Les hommes ne s’achètent pas des fleurs, ils les offrent, à des femmes de surcroit. Il ne viendrait pas à l’esprit d’une personne normalement constituée d’offrir des fleurs à un homme. Et pourtant, et pourtant, et pourtant mes amis qui m’offrent des fleurs sont normalement constitués.

« I want to buy you flowers » chantait Émilie Simon, celle qui a démocratisé ce mouvement. Je repensais souvent à cette chanson lorsque Benjamin souhaitait que je lui offre des roses, bleues de surcroit. (Comment ai-je pu m’amouracher d’un garçon qui raffolait de roses bleues ?) Je ne l’ai jamais fait, les roses c’est pour les meufs, entre mecs c’est un truc de pédés. Et pourtant, et pourtant je suis passé à côté de quelque chose en ne voyant dans les fleurs qu’un présent féminin, inutile et périssable.

 

« Qu’est-ce que t’as fait hier soir ?

– J’ai bossé sur un film pour un mariage.

– Encore ? »

C’est la même rengaine au travail depuis des années, mes collègues s’étonnent au printemps et en été d’ainsi m’affairer. Je suis dédié aux films, aux montages, aux spectacles lors des mariages. Ce n’est pas un rôle qu’au début on m’a confié, c’est moi qui me le suis approprié. Ayant reçu pour mes 18 ans le plus beau cadeau qui soit, un cadre avec des photos de tous mes amis de l’époque – soit quelque chose que l’argent ne peut acheter, un souvenir – j’ai toujours considéré que, pour ce qui est censé être le plus beau jour de votre vie, vous méritez que l’on vous offre le plus beau des cadeaux, le plus vibrant des souvenirs : un film de votre vie. Bon, j’avoue, je me limite généralement aux dernières années de mes amis. Mais pour les 60 ans de mon père c’est un film de 18 minutes retraçant toute sa vie – et donc au final celle de ma famille – que j’ai réalisé. Quatre mois de boulot intensif l’année dernière, de sélection de vidéos et de photos familiales retravaillées pour ce qui restera avec les années une des plus belles choses que j’aurais réalisée.
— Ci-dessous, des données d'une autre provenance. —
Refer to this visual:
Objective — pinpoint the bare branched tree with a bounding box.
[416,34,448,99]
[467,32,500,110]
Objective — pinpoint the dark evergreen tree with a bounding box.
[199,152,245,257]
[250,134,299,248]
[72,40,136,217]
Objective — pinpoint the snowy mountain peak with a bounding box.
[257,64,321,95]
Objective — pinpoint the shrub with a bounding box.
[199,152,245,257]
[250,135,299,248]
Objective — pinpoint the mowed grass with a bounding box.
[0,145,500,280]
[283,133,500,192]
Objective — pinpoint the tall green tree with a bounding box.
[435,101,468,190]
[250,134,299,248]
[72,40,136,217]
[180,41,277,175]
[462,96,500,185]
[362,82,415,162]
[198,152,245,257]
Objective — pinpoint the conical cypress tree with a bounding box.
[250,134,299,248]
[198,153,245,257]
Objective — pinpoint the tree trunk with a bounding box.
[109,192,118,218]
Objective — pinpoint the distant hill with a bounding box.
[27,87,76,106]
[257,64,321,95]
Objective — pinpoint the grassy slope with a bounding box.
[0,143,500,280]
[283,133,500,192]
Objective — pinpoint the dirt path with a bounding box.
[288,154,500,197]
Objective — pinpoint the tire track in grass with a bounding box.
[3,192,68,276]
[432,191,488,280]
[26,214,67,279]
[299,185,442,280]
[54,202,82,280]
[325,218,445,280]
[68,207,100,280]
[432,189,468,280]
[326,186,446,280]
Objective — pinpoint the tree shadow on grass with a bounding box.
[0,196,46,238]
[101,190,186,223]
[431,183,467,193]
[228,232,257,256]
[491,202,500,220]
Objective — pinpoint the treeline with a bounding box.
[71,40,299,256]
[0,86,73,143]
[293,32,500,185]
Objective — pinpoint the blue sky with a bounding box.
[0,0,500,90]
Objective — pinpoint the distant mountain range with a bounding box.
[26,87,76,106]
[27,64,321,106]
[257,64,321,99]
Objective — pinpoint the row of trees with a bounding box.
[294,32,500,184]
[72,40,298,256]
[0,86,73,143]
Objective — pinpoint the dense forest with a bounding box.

Le regard de mon père, les yeux de ma mère, ceux de mon frère, rien ne nous enlèvera l’émotion de ce soir-là.

Acheter des fleurs revient finalement un peu au même : ce sont des souvenirs, une impression d’apaisement et de beauté que l’on se procure à chaque bouquet. C’est pour cette raison que l’on doit s’offrir des fleurs, pour remplir et embellir le vide qui règle parfois autour de soir, pour se divertir – au sens pascalien du terme – et se responsabiliser en n’oubliant pas d’en changer l’eau. Tout cela et bien plus encore. Et cela semble évident lorsqu’on se rappelle qu’elles aussi sont en vie, et nous gratifient de leur présence d’une indéniable poésie.

 

« Des oeillets du poète.

– Je vous demande pardon ?

– Vos fleurs, ce sont des oeillets du poète. »

« Quel matin frais ! », pensa Clarissa Dalloway.